Он был высокий и нескладный: ростом почти с меня, но весом фунтов на сто меньше. Рукава были короче рук фута на три, из воротника торчала длинная птичья шея с острым кадыком, на голове у него вместо ковбойской шляпы покачивался цилиндр, а сам он был одет в пальто, которое сзади расходилось надвое. И на лошади он держался как-то странно, будто сидел на детских качелях: из-за чересчур коротких стремян ему пришлось растопырить колени так, что они едва не прижимались к его плечам. Он даже штаны в сапоги не заправил, в общем, таких смешных джентльменов я прежде не видывал. Капитан Кидд, взглянув на него, с отвращением фыркнул и попытался было лягнуть его костлявую гнедую кобылу в живот, да я не позволил.
– Эй, – сказал этот странный тип и ткнул в меня пальцем, – вы случаем не Брекенридж ли Элкинс, гроза Гумбольдтских гор?
– Я и есть Брекенридж Элкинс, – с подозрением ответил я.
– Так я и знал, – зловеще сказал он. – Я проделал долгий путь, чтобы найти вас, Элкинс. Не бывать в небе второму солнцу, так-то, мой дикий горный гризли. В штате Невада может быть только один чемпион. И это я!
– Да неужто? – сказал я, чуя, что дело пахнет дракой. – Ладно, я согласен насчет одного солнца и одного чемпиона. Как по мне, ты как-то худоват и мягковат, чтобы говорить такие вещи, но я, так уж и быть, задам тебе трепку, раз ты так долго этого ждал. Давай, слезай с лошади, и я от души задам тебе жару! Мне будет только в радость скосить пару акров можжевельника твоими костями и разукрасить скалы твоей кровью.
– Вы меня не так поняли, мой кровожадный друг, – сказал он. – Я вовсе не собирался сражаться с вами насмерть. Насколько я знаю, в этом вы преуспели гораздо больше меня. Не-ет, не-ет, дорогой мой Брекенридж Элкинс! Приберегите ваше усердие для медведей и разбойников, что прячутся в ваших родных горах. Я вызываю вас на другой поединок. Видите ли, мой размахивающий ножом орангутанг с высокой горы… Удача – кобылка норовистая, поймать ее за хвост не так-то просто. Меня называют Пивной Бочонок Джадкинс, и мой талант пропадает почем зря. От поросших лесами берегов пролива до выжженных солнцем холмов Монтаны, – сказал он, – мне еще не встречался джентльмен, с которым я мог бы пить от заката до самого рассвета. Я встречался с самыми прославленными пьянчугами со всех гор и равнин, но все они потерпели позорное поражение в поединке с бокалом рома. И вот однажды до меня дошел слух о вас, и вас прославляли не только как мастера подправить черты лица товарищей, но и как любителя кукурузного виски. И вот я здесь, чтобы бросить вам перчатку!

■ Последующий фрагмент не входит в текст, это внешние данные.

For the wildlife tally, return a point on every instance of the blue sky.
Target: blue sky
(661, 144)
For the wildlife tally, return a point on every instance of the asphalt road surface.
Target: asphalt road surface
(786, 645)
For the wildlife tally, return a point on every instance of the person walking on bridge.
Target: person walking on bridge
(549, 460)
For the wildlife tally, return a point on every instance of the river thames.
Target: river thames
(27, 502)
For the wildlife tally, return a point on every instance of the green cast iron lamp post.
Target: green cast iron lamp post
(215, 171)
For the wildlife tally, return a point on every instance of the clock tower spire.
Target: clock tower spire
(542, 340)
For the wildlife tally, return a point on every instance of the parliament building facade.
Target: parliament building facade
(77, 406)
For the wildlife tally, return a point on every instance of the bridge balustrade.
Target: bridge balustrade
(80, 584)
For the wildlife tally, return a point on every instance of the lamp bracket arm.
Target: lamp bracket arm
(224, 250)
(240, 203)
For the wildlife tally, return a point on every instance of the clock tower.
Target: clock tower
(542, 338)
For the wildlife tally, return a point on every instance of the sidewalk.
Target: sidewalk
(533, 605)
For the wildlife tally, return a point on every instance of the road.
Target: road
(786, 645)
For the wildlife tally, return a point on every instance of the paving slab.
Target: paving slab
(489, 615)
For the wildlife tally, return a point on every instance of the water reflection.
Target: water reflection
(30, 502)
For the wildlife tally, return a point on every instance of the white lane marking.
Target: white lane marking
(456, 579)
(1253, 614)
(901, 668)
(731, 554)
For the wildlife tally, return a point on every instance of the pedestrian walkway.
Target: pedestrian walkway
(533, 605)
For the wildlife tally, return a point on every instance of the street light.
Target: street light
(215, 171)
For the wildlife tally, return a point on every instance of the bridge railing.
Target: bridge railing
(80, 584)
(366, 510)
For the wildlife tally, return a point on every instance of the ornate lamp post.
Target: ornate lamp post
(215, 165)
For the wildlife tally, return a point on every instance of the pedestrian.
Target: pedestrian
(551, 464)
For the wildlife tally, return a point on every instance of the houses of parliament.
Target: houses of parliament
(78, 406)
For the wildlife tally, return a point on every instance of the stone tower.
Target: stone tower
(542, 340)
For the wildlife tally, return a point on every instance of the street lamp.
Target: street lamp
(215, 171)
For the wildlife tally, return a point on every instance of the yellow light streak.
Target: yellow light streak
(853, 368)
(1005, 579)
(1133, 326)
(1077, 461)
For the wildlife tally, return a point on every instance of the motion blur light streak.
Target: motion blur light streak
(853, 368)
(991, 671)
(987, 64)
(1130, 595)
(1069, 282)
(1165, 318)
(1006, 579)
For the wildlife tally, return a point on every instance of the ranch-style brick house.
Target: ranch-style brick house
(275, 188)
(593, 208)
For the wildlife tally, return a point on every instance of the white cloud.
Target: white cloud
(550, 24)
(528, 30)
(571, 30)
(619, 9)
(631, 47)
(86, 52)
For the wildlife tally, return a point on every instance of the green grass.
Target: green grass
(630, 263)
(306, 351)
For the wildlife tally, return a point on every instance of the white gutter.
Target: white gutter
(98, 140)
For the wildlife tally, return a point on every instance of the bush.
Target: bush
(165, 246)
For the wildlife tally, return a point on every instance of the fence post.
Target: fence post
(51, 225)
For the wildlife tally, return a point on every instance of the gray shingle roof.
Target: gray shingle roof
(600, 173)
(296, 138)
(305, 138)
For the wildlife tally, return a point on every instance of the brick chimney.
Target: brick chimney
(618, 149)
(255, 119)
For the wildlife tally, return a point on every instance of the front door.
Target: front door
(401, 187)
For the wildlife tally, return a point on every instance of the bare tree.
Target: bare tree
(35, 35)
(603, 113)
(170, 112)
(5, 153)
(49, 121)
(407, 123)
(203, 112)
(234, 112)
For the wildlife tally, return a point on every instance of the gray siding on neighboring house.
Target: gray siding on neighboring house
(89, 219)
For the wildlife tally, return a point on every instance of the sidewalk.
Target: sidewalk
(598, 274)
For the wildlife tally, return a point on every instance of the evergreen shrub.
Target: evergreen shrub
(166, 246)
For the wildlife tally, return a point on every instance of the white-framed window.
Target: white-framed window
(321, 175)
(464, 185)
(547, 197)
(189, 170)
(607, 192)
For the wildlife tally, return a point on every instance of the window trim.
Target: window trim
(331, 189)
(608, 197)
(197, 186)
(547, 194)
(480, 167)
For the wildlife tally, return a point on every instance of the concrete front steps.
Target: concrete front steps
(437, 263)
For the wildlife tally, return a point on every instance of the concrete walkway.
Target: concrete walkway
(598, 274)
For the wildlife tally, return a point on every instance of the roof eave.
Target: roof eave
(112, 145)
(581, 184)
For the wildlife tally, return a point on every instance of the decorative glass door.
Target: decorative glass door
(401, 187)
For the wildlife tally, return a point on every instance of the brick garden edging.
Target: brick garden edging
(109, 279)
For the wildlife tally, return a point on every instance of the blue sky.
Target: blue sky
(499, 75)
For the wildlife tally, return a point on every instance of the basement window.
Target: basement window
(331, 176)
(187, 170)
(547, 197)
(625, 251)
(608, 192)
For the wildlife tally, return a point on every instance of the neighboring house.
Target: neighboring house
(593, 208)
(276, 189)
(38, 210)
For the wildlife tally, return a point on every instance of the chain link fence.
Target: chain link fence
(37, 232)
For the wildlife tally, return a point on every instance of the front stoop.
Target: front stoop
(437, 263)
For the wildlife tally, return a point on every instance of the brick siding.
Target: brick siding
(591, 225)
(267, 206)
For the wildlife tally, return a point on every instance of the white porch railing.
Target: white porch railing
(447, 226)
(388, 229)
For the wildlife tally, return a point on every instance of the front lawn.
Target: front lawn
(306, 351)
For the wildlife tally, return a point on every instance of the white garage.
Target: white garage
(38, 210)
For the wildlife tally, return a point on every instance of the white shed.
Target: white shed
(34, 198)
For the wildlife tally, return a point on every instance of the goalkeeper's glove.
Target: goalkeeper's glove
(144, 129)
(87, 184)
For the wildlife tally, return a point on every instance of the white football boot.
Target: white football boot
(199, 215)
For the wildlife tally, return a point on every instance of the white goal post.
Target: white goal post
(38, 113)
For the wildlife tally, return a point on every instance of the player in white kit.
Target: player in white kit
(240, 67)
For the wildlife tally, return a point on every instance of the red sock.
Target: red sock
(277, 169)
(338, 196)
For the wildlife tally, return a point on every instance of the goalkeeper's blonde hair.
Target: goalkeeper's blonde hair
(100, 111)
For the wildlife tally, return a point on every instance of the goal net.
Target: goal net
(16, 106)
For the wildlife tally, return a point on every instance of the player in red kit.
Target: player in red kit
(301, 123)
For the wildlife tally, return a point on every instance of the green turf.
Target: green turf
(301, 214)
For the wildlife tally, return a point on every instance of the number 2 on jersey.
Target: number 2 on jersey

– А-а, – протянул я, – так ты хочешь состязаться в выпивке.
– Хочу? Это неподходящее слово, мой смертоносный друг. Я требую!
– Ну, тогда пошли, – сказал я. – Давай со мной в Боевой Раскрас. Там хватает джентльменов, которые только рады будут поставить немало деньжат на…
– К черту эти грязные деньги! – фыркнул Пивной Бочонок. – Мой высокогорный друг, я же артист! Меня не волнуют деньги. Репутация – вот что для меня важно.
– Ну, – говорю, – есть тут неподалеку одна таверна, у Мустанговой речки…
– Пропади она пропадом, – отрезал он. – Я презираю эти вульгарные забегаловки и дешевые таверны, мой необъятный друг. Я сам предоставлю все, что необходимо для битвы. Прошу за мной!
Он развернул кобылу и поскакал вперед, а я следовал за ним, и так мы проскакали где-то с милю, пока не оказались возле маленькой пещеры в скале, со всех сторон окруженной густым лесом. Он сунул руку в пещеру и вытащил кувшин с виски – галлон, не меньше.
– Я держу в этой пещере неплохой запас, – пояснил он. – Это уединенное место весьма для такого годится, ведь никто никогда его не найдет. Здесь нам никто не помешает, мой мускулистый, но недалекий головорез с высокой горы!
– А ставки-то какие? – сурово спросил я. – Денег у меня нет, так и знай. Я как раз собирался ехать в Боевой Раскрас и найти там поденную работенку, скопить немного деньжат, чтоб хватило на первую ставку в покер, а уж там…
– А вы бы согласились поставить на кон эту гигантскую лошадь, на которой вы ездите? – спросил он, очень пристально глядя на меня.
– Ни за что на свете, – торжественно сказал я.